Tuesday, 28 April 2009

T3: Toys for Everyone

Today, toy manufacturers have become "greener" and adopted environmental-friendly processes and used recyclable materials. While organisations may have started to care for our mother Earth, have they done the same for society :?:



Barrier Free Toys

Tomicas are considered Barrier Free toys in Japan, in that vision- or hearing-impaired children can enjoy sharing and playing with others. This stems from the concept of “Toys that anyone can enjoy” and instead of creating toys exclusively for these children, Tomy adopted measures such as changing the shape of labels and adding a small bump near the switch to distinguish between “on” from “off” etc. On a personal note, I firmly support the concept where Toys should be enjoyed by everyone, so a kudos to TakaraTomy :up::up:

To elaborate further, there is even a Barrier Free Toys Promotion Task Force in Japan. Later, the Accessible Design Foundation of Japan was established with the aim of going beyond toys to enable the less fortunate to use ordinary products and to function freely in society with fewer limitations or physical barriers.


Japan Toy Association

The Japan Toy Association (JTA) had promoted “Universal-use toys” for which certain “consideration is given” which enable deaf or blind children to play with those toys at ease. The Association approves about 50 items of “Universal-use toys” every year. An example is like the protruding portion on the “5” key of the touch-tone.

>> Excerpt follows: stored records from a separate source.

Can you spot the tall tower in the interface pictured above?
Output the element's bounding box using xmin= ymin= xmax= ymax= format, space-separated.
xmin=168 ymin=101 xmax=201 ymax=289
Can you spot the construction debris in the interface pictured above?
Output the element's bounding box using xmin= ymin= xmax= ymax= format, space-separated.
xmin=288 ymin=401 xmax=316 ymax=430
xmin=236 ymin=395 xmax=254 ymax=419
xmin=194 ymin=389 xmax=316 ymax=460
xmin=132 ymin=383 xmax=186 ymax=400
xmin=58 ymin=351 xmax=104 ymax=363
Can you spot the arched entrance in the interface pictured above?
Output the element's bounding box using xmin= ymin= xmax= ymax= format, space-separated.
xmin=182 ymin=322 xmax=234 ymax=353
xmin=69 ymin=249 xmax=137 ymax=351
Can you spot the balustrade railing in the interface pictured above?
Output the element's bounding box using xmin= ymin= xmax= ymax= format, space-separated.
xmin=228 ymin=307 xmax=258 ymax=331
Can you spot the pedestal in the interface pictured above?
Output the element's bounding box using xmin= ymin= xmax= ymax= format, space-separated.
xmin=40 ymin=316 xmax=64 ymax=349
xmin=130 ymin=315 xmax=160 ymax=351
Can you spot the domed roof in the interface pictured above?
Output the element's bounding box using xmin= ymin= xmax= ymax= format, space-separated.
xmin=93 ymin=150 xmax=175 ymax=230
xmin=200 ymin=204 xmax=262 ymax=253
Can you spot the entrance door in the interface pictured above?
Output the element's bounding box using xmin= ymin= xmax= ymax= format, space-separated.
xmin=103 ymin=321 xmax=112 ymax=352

The raise awareness, the Association publishes and distributes 15,000 brochures of “Universal-use toys” to schools for blind children, toy specialist shops and retailers. The JTA is willing to promote "Universal-use toys" until such time when people take it for granted and not view it as a special matter.


(Dog Logo: Based on a Labrador Retriever)

By such devices or designs, visually handicapped children are able to play with toys. Toys with “consideration” for a vision impaired person are called “Seimou-kyoyu Gangu” and a “Seeing-eye Dog Mark” logo is displayed. For a hearing impaired person the logo carrying the “Rabbit Mark” is similarly shown on the package.